Matrices and vectors calculating angle. I've got an exam in January, and i've been looking over past papers. There seems to be a recurrence for the following question : 

Calculate the angle between the vectors $\mathbf u=\begin{pmatrix}-8 \\
15\end{pmatrix}$ and $\mathbf v=\begin{pmatrix}-23 \\
7\end{pmatrix}$.
You can use the following table to work out the angle from its cosine: 
  $$
\begin{array}{|c|c|}
\hline\\ \cos\phi  & 1 & \dfrac{\sqrt{3}}2 & \dfrac{\sqrt{2}}2 & \dfrac12 & 0 & -\dfrac12 & -\dfrac{\sqrt{2}}2 & -\dfrac{\sqrt{3}}2 & -1     \\ \\
\hline
\\\\
\phi & 0° & 30° & 45° & 60° & 90° & 120° & 135° & 150° & 180°  \\ \\
\hline
\end{array}
$$

I know how to multiply matrices, that's about all i know how to do though =/ 
Could someone show me a basic process in how this should be done, in a way that will actually help me understand for the exam; bare in mind im bad at maths. 
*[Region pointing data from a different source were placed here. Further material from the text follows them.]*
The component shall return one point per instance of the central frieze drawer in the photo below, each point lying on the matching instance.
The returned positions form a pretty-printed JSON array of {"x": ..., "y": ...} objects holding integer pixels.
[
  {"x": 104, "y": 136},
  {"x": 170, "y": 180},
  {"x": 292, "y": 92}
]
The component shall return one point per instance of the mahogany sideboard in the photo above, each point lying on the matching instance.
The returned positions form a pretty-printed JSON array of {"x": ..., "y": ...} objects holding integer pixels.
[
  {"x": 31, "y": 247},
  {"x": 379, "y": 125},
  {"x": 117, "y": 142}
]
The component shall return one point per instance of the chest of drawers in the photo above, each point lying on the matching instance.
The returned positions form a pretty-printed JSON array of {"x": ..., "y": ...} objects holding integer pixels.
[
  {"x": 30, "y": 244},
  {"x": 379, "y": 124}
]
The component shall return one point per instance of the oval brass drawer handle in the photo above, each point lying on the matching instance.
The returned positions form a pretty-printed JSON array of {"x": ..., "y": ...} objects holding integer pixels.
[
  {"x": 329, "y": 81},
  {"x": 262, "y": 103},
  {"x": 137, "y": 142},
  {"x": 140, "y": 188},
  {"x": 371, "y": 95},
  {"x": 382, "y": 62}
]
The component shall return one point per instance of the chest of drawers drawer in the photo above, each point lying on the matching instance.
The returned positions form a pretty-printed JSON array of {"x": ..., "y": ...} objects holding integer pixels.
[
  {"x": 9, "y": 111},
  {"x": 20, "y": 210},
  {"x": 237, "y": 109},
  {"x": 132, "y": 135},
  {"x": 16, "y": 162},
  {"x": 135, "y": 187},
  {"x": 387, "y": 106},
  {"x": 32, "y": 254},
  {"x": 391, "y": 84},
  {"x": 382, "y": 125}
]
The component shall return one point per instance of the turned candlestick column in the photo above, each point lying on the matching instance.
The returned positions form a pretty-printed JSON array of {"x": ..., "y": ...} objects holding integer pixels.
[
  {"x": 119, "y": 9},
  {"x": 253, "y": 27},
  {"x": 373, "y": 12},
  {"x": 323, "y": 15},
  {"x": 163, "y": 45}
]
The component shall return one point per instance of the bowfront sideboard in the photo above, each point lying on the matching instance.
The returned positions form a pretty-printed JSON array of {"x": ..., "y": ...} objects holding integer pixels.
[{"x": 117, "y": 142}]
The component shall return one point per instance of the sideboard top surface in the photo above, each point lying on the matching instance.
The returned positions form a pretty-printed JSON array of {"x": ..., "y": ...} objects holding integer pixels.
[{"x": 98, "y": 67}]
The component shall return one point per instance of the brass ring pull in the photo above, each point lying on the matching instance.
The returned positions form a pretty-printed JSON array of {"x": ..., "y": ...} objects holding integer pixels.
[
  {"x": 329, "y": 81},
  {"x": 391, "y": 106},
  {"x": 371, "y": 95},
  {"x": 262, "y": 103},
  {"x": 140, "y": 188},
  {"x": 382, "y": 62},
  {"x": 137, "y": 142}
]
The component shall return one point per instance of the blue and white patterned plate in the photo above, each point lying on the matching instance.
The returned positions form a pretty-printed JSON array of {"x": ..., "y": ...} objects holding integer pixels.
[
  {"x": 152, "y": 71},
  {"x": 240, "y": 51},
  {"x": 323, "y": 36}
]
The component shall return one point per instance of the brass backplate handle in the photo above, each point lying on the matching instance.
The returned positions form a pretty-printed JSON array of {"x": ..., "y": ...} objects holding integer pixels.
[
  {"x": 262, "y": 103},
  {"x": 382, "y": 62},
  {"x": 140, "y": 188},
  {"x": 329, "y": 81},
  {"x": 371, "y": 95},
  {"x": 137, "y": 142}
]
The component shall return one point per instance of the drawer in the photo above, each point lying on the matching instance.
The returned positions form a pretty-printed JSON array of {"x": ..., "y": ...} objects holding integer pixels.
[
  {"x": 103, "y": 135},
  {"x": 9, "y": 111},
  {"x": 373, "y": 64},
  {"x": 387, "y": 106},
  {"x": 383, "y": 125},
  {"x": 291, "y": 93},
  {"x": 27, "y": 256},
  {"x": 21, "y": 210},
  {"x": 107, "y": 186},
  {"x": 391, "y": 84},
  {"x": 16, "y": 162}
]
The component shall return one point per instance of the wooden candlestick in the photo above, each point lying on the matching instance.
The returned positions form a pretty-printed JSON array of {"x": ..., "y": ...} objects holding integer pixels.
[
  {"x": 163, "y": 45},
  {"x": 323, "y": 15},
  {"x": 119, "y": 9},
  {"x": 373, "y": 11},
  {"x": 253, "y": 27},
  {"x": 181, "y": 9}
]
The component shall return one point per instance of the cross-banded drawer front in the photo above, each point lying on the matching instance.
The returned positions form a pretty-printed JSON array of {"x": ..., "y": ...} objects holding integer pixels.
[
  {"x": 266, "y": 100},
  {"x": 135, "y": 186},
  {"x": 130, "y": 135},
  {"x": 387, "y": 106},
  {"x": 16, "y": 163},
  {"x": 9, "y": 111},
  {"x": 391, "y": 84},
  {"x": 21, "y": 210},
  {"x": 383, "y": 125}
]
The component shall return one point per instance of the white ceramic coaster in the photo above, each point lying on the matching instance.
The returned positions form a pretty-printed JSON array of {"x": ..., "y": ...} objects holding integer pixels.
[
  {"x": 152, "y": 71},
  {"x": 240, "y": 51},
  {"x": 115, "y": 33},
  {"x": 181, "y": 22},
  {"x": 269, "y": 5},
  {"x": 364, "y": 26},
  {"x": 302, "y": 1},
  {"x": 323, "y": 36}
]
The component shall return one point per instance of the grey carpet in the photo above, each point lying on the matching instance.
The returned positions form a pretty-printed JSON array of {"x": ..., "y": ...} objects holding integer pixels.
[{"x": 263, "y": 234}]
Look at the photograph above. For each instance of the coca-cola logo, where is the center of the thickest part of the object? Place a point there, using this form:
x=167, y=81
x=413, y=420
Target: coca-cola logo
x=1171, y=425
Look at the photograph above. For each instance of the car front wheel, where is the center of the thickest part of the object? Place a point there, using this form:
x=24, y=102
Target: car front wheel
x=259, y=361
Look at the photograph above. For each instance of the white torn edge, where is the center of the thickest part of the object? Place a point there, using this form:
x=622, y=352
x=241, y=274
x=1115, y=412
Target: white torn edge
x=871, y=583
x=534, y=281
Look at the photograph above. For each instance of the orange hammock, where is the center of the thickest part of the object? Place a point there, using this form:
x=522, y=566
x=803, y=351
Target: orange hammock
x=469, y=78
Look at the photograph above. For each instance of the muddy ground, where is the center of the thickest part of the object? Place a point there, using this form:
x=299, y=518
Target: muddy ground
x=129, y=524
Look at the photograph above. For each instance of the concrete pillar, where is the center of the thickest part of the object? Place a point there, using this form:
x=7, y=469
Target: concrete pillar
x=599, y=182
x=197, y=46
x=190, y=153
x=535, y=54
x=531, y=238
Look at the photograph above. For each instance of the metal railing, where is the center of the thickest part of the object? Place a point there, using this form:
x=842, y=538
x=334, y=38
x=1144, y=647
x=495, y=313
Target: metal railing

 A: The dot product of two vectors in $\Bbb R^2$ is expressible in two ways:
$$\mathbf{u\cdot v} = |\mathbf{u}|\cdot|\mathbf{v}| \cos\theta$$ where $\theta$ is the angle between the two vectors, and 
$$\mathbf{u\cdot v} = u_xv_x + u_yv_y$$
Equating these we have $$|\mathbf{u}||\mathbf{v}| \cos\theta = u_xv_x + u_yv_y.$$
In your problem, $u_x, u_y, v_x, v_y$ are given, and from these you can calculate $|\mathbf{u}||\mathbf{v}| = \sqrt{u_x^2 + u_y^2}\cdot\sqrt{v_x^2 + v_y^2}$.
Does that help?
A: $$\cos(\theta) = \frac{v_1w_1+v_2w_2+v_3w_3}{|v||w|} \qquad v=\left(v_1,v_2,v_3\right), w=\left(w_1,w_2,w_3\right)$$
The numerator is the arithmetical way for the dot product, and the denominator is based on the geometrical way of getting the dot product:
$$|v|=\sqrt{ v_1^2+v_2^2+v_3^2}$$
So, in the numerator, you take the correspond values in $v$ times those in $w$ and in the denomentato
EX: 
$$\cos(\theta) = \frac{-8\times -23+15\times 7}{\sqrt{(-8)^2+15^2}\sqrt{(-23)^2+7^2}}$$ 
EDIT:
For the new pairs of vectors in the comments:
$$\cos(\theta) = \frac{(-6)\times 7+12\times (-5)}{\sqrt{(-6)^2+12^2}\times \sqrt{7^2+(-5)^2}}$$